Short term, I think we need to avoid some confusion and just change the status of these tests from "Failed" to "Missing / Failed" and then we can decide how to deal with these entries in the bot being implemented in https://github.com/trilinos/Trilinos/issues/3887.

bartlettroscoe commented 4 years ago

I pushed the commit 7a078b9 that changes the status of these special tracked tests from "Failed" to "Missing / Failed".

Putting this in review for now.

bartlettroscoe commented 4 years ago

The implementation in commit 7a078b9 being used in the TrilinosATDMStatus scripts has been working fairly well (at least for me).
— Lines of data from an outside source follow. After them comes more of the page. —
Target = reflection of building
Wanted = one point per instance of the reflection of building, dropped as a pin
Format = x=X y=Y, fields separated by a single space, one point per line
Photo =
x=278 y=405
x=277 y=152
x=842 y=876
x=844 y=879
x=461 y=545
The one downside is that table showing the number of failing tests in the last X days shows a fails number of failures because know system failures are not being filtered out.

Therefore, I think the best situation would be to add the option --extra-exclude-test-filters="field1=<field1>&compare1=<compare1>&value1=<value1>&..." and use it in the global query of nonpassing tests but also use it for the test history link and queries. But it would be good to also get the test history without theses extra filter fields as well to show the the test was "Missing Failed" like the current implementation was doing. And it would be nice to have access to both of these test history queries. The problem is how to do that? Perhaps we could add the queryTests.php without the extra query fields to the '0' in the "Consecutive Missing Days" column? The fact that a tests is both "missing" and "failed" with '0' missing consecutive days, clicking on that '0' might be a good way to provide access to this information.

I really need to split off a new TriBITS Issue to implement --extra-exclude-test-filters in the way described in the paragraph above and close this issue!